Par un mémoire en défense, enregistré le 13 février 2024, la commune d’Istres, représentée par Me Abbou, conclut au rejet de la requête et demande que la somme de 3 600 euros soit mise à la charge de l’association FCIR en application de l’article L. 761-1 du code de justice administrative.
Elle soutient que :
— la requête est irrecevable en l’absence de qualité à agir de M. B A au nom de l’association FCIR ;
— les conclusions tendant au rétablissement des relations contractuelles sont irrecevables ;
— les moyens invoqués par l’association FCIR ne sont pas fondés.
Vu les autres pièces du dossier.
Vu :
— le code général des collectivités territoriales ;
— le code des relations entre l’administration et le public ;
— la loi n°200-321 du 12 avril 2000 ;
— le code de justice administrative.
Les parties ont été régulièrement averties du jour de l’audience.
Ont été entendus au cours de l’audience publique :
— le rapport de Mme Le Mestric, première conseillère,
— et les conclusions de Mme Pilidjian, rapporteure publique.
Considérant ce qui suit :
1. Par délibération du 14 avril 2022, le conseil municipal de la commune d’Istres a attribué à l’association Football Club Istres Rassuen (FCIR) une subvention de 30 000 euros pour l’année 2022 et approuvé la signature d’une convention d’objectifs.
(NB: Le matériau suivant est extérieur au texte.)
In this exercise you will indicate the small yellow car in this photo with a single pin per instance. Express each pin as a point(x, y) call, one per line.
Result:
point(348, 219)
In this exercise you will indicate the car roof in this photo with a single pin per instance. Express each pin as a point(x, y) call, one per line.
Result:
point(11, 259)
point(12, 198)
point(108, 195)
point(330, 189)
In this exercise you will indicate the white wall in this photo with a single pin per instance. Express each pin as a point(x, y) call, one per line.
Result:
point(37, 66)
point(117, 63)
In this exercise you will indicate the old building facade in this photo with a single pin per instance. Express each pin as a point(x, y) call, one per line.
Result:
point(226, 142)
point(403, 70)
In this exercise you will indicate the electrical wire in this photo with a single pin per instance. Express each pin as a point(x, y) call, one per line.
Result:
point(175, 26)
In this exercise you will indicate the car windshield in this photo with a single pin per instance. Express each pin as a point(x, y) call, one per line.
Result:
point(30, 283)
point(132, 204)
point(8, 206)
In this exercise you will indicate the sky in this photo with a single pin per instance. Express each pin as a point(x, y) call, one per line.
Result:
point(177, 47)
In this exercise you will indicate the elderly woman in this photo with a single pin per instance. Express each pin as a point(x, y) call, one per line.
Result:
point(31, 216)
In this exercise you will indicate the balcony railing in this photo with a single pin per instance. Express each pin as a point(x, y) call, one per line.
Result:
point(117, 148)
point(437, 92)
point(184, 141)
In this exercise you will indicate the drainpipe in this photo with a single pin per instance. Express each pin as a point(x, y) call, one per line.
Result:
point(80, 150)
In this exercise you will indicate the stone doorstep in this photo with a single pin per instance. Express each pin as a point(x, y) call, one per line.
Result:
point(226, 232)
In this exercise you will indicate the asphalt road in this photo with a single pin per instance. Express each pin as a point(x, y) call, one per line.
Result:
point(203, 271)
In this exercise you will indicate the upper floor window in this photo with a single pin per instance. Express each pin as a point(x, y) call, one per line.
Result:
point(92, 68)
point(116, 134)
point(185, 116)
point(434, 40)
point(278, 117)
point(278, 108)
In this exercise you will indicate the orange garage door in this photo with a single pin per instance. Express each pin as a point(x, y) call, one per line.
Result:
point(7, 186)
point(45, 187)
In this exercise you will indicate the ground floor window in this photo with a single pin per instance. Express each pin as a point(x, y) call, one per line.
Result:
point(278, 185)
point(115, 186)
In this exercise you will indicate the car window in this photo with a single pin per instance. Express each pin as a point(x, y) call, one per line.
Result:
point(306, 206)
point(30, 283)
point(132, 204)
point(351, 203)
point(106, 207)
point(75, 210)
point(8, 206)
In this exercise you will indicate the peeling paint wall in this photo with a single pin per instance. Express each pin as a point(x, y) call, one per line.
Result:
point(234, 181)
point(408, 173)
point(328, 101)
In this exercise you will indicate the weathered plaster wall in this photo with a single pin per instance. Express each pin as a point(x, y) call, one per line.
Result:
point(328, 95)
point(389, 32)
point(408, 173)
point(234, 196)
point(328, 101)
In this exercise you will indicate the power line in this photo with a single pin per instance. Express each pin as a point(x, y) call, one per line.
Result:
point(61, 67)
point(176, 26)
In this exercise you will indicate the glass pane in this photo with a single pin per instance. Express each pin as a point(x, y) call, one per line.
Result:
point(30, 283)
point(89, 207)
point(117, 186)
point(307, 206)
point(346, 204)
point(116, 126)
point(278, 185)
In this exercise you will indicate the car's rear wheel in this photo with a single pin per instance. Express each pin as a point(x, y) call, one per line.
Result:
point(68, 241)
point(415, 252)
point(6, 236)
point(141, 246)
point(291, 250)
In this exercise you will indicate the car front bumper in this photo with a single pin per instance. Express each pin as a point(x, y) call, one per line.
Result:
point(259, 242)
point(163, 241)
Celle-ci, signée par le maire, a été transmise à l’association le 27 avril 2022. En l’absence de retour de cette convention signée par le président de l’association, le maire a décidé par courrier du 30 mai 2022 adressée à celui-ci de « cesser toute relation avec le club ». Le 31 mai 2022, M. A se présentant comme nouveau président de l’association a modifié le document de la convention d’objectifs en remplaçant les nom et prénom de l’ancien président, en y apposant sa signature et en copiant la signature du maire. Le 20 juin 2022, le maire a réitéré par un nouveau courrier sa volonté de faire cesser toute relation entre la commune et le club, et a par ailleurs déposé une plainte pour utilisation de sa signature sur un document falsifié. L’association FCIR demande au tribunal d’annuler ces décisions du maire d’Istres des 30 mai 2022 et 20 juin 2022 et d’ordonner à la commune de reprendre les relations contractuelles.
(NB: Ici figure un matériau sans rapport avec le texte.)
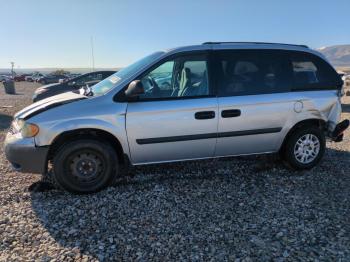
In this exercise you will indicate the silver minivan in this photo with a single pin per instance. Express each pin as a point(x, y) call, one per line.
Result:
point(195, 102)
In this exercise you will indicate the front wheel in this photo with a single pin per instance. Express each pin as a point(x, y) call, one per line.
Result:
point(305, 148)
point(85, 166)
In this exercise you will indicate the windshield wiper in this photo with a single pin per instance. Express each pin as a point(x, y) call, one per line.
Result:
point(88, 91)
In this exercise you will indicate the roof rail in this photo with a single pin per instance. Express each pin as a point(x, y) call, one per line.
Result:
point(258, 43)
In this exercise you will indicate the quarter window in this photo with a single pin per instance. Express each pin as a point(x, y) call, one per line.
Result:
point(181, 77)
point(311, 72)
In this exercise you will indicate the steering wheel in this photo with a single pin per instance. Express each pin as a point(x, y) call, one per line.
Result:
point(154, 89)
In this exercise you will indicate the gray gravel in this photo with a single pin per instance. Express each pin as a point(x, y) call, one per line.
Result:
point(244, 209)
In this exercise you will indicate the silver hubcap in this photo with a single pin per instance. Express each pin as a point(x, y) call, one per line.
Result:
point(307, 148)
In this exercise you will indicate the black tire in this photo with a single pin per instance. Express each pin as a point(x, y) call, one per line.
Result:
point(85, 166)
point(289, 154)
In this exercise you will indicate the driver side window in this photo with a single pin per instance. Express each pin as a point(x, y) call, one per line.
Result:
point(181, 77)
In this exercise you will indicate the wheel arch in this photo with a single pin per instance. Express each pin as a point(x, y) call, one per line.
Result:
point(306, 122)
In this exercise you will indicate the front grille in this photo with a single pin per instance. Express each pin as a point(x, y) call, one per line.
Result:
point(12, 130)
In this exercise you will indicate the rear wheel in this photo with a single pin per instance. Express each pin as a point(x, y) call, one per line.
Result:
point(305, 147)
point(85, 166)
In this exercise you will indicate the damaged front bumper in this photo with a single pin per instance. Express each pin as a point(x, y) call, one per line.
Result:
point(24, 155)
point(338, 133)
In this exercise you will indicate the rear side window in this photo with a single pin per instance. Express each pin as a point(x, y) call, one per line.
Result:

Sur la fin de non-recevoir tirée du défaut de qualité pour agir du président de l’association FCIR :
2. En l’absence, dans les statuts d’une association ou d’un syndicat, de stipulation réservant expressément à un autre organe la capacité de décider de former une action devant le juge administratif, celle-ci est régulièrement engagée par l’organe tenant des mêmes statuts le pouvoir de représenter en justice cette association ou ce syndicat.
3. Aux termes de l’article 17 des statuts de l’association FCIR, le président a qualité pour représenter l’association en justice, tant en demande qu’en défense. Si la commune fait valoir qu’aucun document ne vient attester de la démission de l’ancien président du club non plus que de l’élection régulière du nouveau président, M. B A, il résulte néanmoins du procès-verbal de l’assemblée générale qui s’est tenue le 31 mai 2022, que M. A a été élu à la présidence de l’association dans le cadre du point 4 de l’ordre du jour intitulé « renouvellement du CA et du bureau » validé à l’unanimité des membres présents et représentés. Par suite, la fin de non-recevoir tirée du défaut de qualité de ce dernier pour représenter l’association dans la présente instance doit être écartée.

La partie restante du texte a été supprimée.